Where is reliability in the cycle of instrument construction? We distinguish two uses of reliability that together cover the vast majority of applications well. First, reliability is estimated for test scores and other variables used in research directed at making general statements about human behavior. In research, instruments on which test scores are collected already exist, for example, intelligence tests and personality inventories, and variables can be dependent variables defined by a small number of items used in experiments. When the population in which the research is done is different from the population for which the test was developed, one needs to re-estimate reliability. For newly constructed variables, estimating reliability is an obvious requirement. Standards for minimum reliability are quite vague and can vary greatly among different authors. The provocative question of course is why reliability is important at all in research when one is rather interested in testing hypotheses about general human behavior. Does reliability relate to the power of statistical tests? If so, does a Student t-test require a different minimum reliability than an F-test? How does reduction in random error by requiring higher reliability relate to increasing sample size in statistical testing? How does reliability relate to testing goodness of fit of multivariate models to the data? Central to these and other questions is the question how reliability affects the power of the statistical tests used. Some but not much work on the relation between reliability and statistical power has been done (e.g., Nicewander & Price, 1983; Williams et al., 1995; for more recent work, see Ellis, 2013a, b). Clearly, this is a rich area for future reliability research.

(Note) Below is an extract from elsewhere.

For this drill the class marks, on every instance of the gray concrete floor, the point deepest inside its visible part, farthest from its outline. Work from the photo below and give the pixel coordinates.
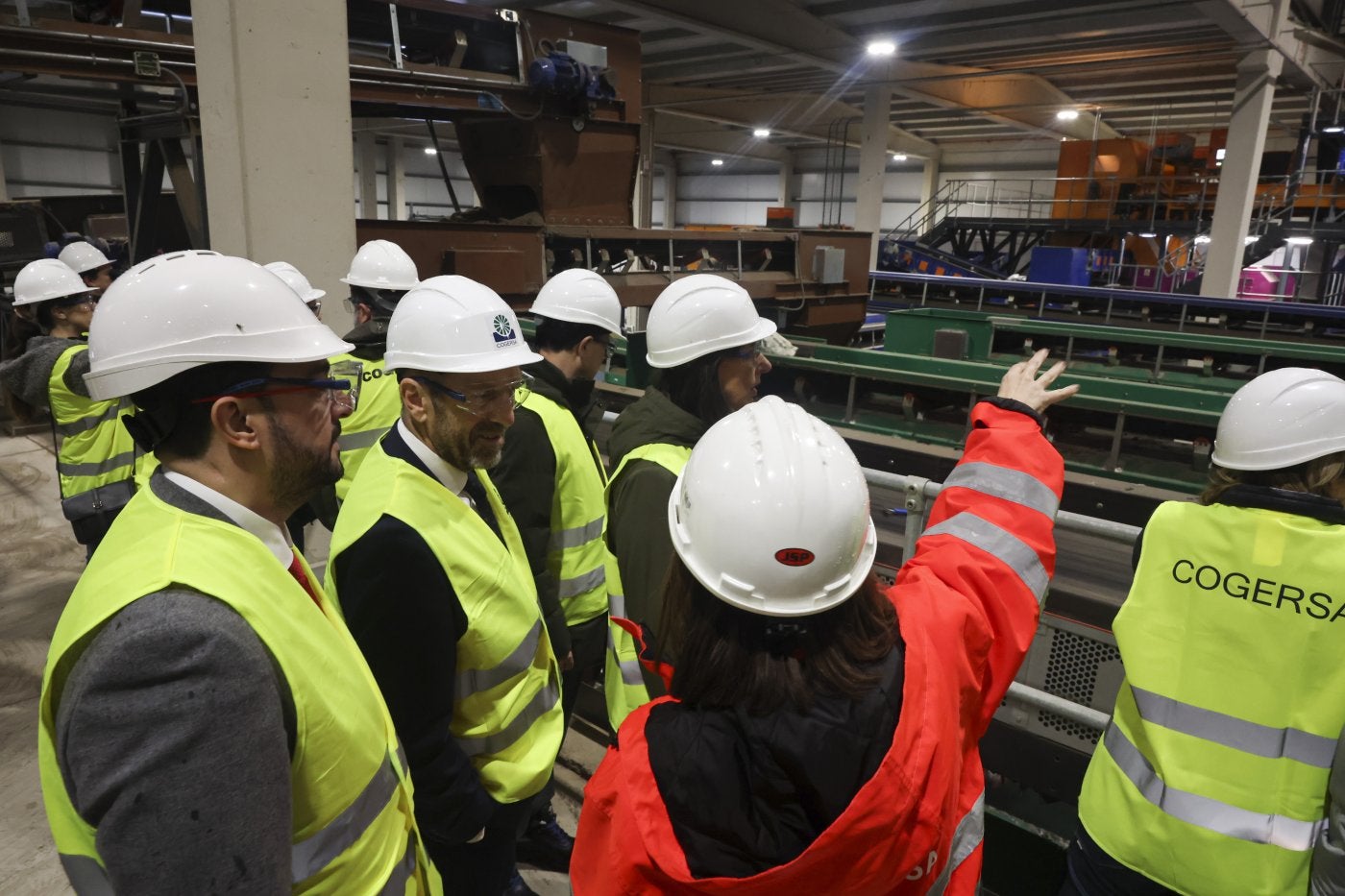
(39, 566)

Second, tests and questionnaires are used in the selection and placement of individuals in education (pass/fail, feedback, remedial teaching, change, admission/rejection), the job market (selection/rejection, assignment to tasks), and psychological and medical therapy (yes/no, therapy type, duration, change). The extent to which psychological and educational measurement instruments are used is impressive. Few people in Western societies have never been tested. Whereas requiring highly reliable instruments for high-stakes decisions seems self-evident, it is equally important to realize that reliability is a group characteristic, whereas decisions about individuals require reliability at the individual level. A test score with reliability .9 may not provide reliability for all individuals. Psychologists have routinely used the standard error of measurement \(\sigma _{E}\) for estimating confidence intervals for people’s true scores, but depending on reliability and group test-score standard deviation [\(\sigma _{E}=\sigma _{X}\sqrt{(1-\rho _{XX^{'}})} \)], these confidence intervals are also group characteristics and hence have equal width for everyone. Mellenbergh (1996) called attention to the difference between the group characteristic of reliability and the scale-dependent precision of individual scores as estimates of true scores or latent variable scores (also, see Lek & Van de Schoot, 2018), which he denoted measurement precision. When precision of measurement of individual test performance is at stake, measurement precision rather than reliability is of focal interest. Future work on reliability could therefore shift in the direction of reliability’s relevance for measurement precision when assessment of individuals is of interest. IRT, which in many ways is a refining of CTT (Lord, 1980, chap. 3), estimates a scale-dependent standard error equal to the inverse of Fisher’s information function and thus is able to show for which scale values the test is relatively precise. This property is at the basis of applications such as adaptive testing using item banks.